Similar imagery is used when describing the conquest of Sennacherib of Assyria. There, Isaiah says that "the Earth is utterly broken, the Earth crumbles away..." (Is. 24:19) and that "the moon will be confounded and the sun ashamed..." (24:23). Again, these are clearly intended as allegory. The Targum Yonason, an Aramaic paraphrase, shows that he understands the metaphor when he translates the latter prophecy as "those who worship the moon will be ashamed and those who bow down to the sun will be humbled."
If the metaphor of darkening is used for the conquered, the opposite is used for the victorious. A prophecy of good things for Jerusalem includes the idea that "the light of the moon will be like the light of the sun, and the light of the sun will increase sevenfold, like the light of seven days" (Isaiah 30:26). (The number seven is used as a figure of speech to indicate "very much." This is a common Biblical usage.)
There are many such examples and Isaiah is not the only prophet to have uttered such symbolic words. (See, for example, Jeremiah 4:23, Ezekiel 32:7-8, Amos 8:9, et al.) The important thing is to understand the metaphor that the prophet is employing. For example, when describing how God would save the Jews from Sennacherib, Isaiah says, "See how the heavens decay and the Earth withers away; all beings on the Earth die and you alone are saved." (This appears to be a paraphrase of Isaiah 51:6. The translation is not exactly the same as we have it but all of the same elements are there.) The Rambam explains this metaphor to mean that those who were considered indestrucible have in fact been destroyed.
This brings us to Isaiah 65:17. There, the prophet tells us that God "will create new heavens and a new Earth; the first will be forgotten and their memory blotted out." Is this a literal forecast of the fate of the universe? The Rambam explains it to mean that God will give the Jews perpetual joy in place of the sorrow they currently experience. In fact, the very next verse clarifies that point: "I create rejoicing for Jerusalem and joy for her people" (65:19).
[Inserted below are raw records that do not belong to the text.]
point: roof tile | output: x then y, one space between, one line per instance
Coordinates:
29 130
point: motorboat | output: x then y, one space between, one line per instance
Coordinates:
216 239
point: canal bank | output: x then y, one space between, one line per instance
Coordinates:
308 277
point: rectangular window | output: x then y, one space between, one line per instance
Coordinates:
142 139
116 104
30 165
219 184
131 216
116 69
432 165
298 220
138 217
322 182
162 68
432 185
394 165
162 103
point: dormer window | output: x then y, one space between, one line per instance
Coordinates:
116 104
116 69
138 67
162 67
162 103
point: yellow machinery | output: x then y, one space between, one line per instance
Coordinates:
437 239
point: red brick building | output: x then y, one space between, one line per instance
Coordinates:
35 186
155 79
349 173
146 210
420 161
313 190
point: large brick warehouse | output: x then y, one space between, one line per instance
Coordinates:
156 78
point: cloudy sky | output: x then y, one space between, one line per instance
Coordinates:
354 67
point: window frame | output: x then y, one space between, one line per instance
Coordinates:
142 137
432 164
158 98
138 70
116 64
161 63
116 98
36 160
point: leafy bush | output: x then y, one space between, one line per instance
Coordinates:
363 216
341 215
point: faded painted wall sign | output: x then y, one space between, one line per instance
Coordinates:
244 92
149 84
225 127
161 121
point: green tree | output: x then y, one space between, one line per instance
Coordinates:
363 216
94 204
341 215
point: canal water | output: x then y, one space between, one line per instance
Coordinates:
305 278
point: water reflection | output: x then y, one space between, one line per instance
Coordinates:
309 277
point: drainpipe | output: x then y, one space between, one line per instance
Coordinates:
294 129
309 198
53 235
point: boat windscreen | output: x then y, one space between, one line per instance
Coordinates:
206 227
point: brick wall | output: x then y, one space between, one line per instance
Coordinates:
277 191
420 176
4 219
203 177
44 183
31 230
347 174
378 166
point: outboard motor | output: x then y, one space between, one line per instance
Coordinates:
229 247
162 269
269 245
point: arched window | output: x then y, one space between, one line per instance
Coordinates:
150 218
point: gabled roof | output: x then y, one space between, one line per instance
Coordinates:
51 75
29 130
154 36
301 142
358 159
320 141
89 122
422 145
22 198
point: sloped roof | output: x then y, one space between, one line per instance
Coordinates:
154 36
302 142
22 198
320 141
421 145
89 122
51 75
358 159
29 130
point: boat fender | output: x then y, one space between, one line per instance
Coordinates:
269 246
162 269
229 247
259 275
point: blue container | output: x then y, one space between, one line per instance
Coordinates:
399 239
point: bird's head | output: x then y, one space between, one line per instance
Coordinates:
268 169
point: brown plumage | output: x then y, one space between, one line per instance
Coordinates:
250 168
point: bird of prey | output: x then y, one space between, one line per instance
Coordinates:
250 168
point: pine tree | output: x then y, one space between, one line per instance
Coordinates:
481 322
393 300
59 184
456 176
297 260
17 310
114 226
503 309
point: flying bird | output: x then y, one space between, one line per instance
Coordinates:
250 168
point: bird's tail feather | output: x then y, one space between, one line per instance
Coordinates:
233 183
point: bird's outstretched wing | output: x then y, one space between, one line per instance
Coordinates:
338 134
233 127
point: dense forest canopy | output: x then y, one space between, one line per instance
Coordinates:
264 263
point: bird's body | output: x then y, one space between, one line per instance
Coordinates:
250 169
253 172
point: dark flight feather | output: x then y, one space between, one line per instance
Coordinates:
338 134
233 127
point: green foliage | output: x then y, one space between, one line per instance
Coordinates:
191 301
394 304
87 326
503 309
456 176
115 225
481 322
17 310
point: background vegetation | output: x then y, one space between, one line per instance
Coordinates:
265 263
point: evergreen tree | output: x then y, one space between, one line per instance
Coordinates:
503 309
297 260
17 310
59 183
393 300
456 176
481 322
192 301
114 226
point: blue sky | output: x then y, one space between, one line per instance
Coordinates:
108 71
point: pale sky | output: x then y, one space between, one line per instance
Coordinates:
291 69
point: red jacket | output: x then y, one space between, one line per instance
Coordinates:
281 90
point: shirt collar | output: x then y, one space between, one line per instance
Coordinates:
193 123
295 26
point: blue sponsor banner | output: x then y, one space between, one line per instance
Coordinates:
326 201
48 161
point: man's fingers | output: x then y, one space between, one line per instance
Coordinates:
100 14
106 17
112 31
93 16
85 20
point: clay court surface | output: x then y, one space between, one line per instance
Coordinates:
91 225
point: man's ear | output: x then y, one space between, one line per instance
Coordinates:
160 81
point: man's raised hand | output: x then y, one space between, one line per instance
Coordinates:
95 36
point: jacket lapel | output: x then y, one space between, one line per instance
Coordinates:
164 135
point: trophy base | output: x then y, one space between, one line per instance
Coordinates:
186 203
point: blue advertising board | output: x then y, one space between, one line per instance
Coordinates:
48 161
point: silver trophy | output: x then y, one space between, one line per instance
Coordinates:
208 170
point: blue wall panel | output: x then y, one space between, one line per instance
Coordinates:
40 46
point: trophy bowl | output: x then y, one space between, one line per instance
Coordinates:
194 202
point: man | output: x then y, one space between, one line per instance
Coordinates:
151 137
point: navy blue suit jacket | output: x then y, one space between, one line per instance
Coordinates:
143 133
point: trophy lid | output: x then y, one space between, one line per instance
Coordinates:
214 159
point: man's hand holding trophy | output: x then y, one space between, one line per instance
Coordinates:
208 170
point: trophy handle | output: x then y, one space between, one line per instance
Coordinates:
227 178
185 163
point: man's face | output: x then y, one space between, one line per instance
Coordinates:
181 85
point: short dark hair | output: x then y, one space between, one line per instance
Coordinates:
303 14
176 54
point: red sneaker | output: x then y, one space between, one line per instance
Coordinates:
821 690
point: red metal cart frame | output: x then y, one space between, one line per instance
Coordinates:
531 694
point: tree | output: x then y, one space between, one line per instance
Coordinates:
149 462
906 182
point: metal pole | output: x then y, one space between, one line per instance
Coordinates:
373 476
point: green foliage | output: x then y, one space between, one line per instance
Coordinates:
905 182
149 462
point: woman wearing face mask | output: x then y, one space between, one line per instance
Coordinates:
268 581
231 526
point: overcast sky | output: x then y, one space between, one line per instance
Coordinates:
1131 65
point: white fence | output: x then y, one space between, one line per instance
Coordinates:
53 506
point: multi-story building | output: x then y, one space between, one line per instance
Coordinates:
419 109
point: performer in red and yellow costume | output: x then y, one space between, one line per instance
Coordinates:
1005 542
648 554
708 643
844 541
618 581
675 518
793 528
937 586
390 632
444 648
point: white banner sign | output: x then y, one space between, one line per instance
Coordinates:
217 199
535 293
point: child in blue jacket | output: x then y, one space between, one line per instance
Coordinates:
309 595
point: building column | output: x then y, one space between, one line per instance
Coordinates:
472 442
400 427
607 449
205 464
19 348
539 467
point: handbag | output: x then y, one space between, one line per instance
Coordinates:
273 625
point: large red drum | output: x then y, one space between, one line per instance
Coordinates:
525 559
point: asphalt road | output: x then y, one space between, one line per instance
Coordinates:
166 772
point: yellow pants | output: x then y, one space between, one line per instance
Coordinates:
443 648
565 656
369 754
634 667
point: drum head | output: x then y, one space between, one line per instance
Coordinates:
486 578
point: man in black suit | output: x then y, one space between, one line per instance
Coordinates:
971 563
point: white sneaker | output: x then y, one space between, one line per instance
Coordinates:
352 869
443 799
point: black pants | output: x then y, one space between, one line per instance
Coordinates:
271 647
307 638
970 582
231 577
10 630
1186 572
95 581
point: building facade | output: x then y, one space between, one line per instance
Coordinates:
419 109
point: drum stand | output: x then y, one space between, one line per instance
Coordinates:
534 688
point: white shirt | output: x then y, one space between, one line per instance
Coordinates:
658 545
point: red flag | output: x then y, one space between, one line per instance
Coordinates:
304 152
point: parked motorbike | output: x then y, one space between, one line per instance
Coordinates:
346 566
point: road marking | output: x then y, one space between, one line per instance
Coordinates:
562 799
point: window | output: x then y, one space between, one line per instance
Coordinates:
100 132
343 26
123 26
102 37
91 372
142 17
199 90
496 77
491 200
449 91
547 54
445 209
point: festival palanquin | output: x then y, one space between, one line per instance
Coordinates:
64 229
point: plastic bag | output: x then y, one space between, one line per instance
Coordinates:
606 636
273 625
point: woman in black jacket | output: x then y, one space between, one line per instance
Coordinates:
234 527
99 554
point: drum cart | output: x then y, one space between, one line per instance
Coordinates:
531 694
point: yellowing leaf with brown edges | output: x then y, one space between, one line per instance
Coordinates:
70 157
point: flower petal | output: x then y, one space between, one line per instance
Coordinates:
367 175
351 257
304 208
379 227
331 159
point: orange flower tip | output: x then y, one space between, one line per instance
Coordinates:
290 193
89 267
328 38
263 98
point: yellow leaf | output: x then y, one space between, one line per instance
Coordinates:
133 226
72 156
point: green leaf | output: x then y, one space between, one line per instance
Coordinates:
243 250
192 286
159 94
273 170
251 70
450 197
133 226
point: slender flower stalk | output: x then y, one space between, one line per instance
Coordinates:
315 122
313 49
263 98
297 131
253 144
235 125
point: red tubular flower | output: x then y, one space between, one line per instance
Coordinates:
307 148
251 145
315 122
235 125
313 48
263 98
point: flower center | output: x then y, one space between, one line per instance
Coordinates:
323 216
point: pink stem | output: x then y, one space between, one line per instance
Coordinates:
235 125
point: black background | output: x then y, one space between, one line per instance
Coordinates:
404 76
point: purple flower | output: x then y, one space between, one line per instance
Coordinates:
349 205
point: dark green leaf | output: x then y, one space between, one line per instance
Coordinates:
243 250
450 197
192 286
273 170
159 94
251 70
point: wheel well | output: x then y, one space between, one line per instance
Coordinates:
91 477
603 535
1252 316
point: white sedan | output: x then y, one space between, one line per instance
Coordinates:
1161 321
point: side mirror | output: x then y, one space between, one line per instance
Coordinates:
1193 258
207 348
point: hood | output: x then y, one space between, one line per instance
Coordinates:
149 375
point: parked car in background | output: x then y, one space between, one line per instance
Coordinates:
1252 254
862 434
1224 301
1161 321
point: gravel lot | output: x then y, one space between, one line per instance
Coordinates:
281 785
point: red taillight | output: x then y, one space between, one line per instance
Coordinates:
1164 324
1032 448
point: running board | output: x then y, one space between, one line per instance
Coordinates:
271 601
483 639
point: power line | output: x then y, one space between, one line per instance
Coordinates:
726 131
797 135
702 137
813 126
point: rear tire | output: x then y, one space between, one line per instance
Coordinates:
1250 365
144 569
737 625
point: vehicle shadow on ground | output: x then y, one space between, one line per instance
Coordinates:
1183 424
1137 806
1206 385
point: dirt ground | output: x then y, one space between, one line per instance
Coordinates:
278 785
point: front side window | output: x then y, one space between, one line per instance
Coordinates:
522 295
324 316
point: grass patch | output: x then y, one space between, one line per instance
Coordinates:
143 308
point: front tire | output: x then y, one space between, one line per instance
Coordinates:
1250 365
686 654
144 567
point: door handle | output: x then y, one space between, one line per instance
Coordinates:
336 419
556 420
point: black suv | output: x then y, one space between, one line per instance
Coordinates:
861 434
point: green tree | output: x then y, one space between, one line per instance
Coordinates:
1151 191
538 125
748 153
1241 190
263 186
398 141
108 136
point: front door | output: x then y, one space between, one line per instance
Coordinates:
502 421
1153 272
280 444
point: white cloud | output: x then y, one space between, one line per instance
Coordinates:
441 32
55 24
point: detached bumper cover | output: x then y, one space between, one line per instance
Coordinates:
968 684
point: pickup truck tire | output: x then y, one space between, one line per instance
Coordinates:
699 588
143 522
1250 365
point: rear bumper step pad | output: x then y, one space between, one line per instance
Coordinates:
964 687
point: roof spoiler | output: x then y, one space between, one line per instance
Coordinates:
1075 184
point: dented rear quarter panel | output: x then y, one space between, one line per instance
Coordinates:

The Rambam provides many further examples but we'll limit ourselves to one more. Joel 3:3-4 says, "I will show wonders in the Heavens and on the Earth: blood, fire and pillars of smoke. The sun will turn to darkness and the moon to blood before the arrival of the great and terrible day of God." This, the Rambam tells us, refers to the defeat of Sennacherib. (Some feel that it refers to the war of Gog and Magog but the Rambam says that nothing in the verses at hand makes that interpretation particularly compelling.) Using an excerpt from Joel 2:11, which describes a horrific locust swarm, the Rambam demonstrates that the phrase "great and terrible day of God" can refer to any day of particularly great salvation or devastation; it need not refer to a literal end-of-days scenario.
Through his analysis of these and many other verses, the Rambam concludes that no prophet ever predicted the destruction of the universe, or a fundamental change in its laws or its structure. Therefore, the end of the world is not what the Sages were talking about when they said, "The world will exist for 6,000 years, then for 1,000 years it will be a wasteland" (Sanhedrin 97a). Quite the opposite: from the fact that the second part of that dictum says that "for 1,000 years it will be a wasteland," we can easily infer that time, the universe and the planet must all still exist.